00:31Anche quest'anno ne posiamo altre sei e speriamo di continuare, visto che la loro presenza risulta
00:40molto importante per le scuole, la didattica, per i cittadini.
00:45È un modo molto semplice ma profondo di restituire un'identità a coloro che sono stati inghiottiti
00:53dalla macchina della deportazione.
00:55La cerimonia ha preso avvio in via Sidoli 70, dove abitava il medico Pietro Cavazzini,
01:01internato militare.
01:02È proseguita in viale il De Brando Cocconi 30 per onorare Emilio Soncini, il lavoratore
01:06coatto, e si è poi spostata in via Cavestro, con la posa della pietra d'inciampo in ricordo
01:12dei deportati politici Anselmo Gaudenzio e Luigi Longhi, prima di concludersi in vicolo Santa
01:17Maria, con i sanpietreni ricoperti da una lastra di ottone dedicati alle deportate politiche
01:22Iulka Descovici e Maria Luigia Badiali.

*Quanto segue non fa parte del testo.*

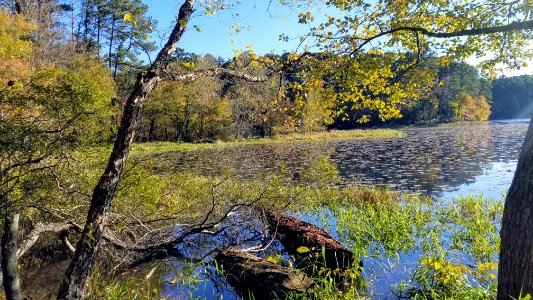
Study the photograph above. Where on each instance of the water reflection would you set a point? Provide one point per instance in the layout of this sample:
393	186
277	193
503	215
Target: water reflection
438	162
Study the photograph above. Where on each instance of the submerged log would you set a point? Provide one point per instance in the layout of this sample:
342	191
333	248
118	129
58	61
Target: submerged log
312	247
265	280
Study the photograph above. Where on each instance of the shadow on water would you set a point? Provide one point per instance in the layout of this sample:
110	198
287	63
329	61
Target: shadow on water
442	163
437	162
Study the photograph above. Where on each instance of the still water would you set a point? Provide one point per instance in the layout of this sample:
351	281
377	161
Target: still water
439	162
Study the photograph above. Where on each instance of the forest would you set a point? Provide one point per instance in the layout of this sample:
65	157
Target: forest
131	168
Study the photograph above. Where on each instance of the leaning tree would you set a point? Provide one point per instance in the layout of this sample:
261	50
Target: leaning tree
363	32
454	30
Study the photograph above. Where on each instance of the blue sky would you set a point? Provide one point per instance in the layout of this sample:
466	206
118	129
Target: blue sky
264	24
263	27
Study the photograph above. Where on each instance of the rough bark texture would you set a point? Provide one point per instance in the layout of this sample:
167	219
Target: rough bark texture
515	272
9	247
294	233
74	284
248	273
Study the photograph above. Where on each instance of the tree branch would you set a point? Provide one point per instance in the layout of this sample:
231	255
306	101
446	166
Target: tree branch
167	75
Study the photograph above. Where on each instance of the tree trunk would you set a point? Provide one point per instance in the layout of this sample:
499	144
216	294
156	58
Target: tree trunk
74	283
151	131
264	279
515	272
10	236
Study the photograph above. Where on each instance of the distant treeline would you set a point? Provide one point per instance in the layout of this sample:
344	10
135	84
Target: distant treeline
224	107
512	97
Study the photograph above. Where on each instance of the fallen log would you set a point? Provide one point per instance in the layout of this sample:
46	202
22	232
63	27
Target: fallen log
313	248
252	275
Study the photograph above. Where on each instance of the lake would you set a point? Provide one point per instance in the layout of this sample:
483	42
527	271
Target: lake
440	162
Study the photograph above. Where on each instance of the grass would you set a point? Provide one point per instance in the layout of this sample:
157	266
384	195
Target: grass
323	136
463	123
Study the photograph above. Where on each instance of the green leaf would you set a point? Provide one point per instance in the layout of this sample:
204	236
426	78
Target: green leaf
302	249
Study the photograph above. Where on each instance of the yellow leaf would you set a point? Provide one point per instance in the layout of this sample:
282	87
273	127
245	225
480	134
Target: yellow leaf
272	259
128	16
302	249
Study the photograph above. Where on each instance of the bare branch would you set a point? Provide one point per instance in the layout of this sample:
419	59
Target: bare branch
213	72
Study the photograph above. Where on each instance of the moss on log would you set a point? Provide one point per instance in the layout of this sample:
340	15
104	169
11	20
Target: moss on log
312	247
250	274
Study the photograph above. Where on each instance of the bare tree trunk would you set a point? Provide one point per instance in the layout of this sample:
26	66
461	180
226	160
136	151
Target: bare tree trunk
515	272
10	236
74	284
152	130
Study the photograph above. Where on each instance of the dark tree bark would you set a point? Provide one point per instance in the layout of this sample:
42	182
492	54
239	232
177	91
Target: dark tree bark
248	273
323	250
74	283
10	236
515	272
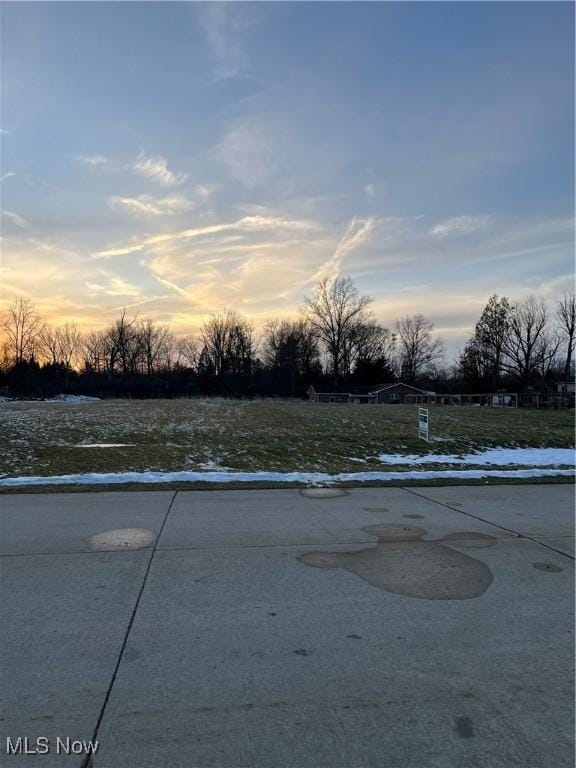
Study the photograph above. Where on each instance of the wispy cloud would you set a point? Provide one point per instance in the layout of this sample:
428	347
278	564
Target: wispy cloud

01:24È un'iniziativa speciale che Parma ha l'orgoglio di poter portare avanti dal 2017, grazie a
01:31Isra, che ringraziamo molto, che ha coinvolto il Comune, che è in primo piano a collaborare
01:36per rendere possibile la disseminazione nella città di queste pietre che sono d'inciampo,
01:44ma che sono anche pietre angolari su cui noi appoggiamo la nostra Costituzione.
01:48Le pietre stanno diventando molto numerose e questo è un segno molto positivo, è una
01:53luce che dalla strada arriva alle nostre coscienze.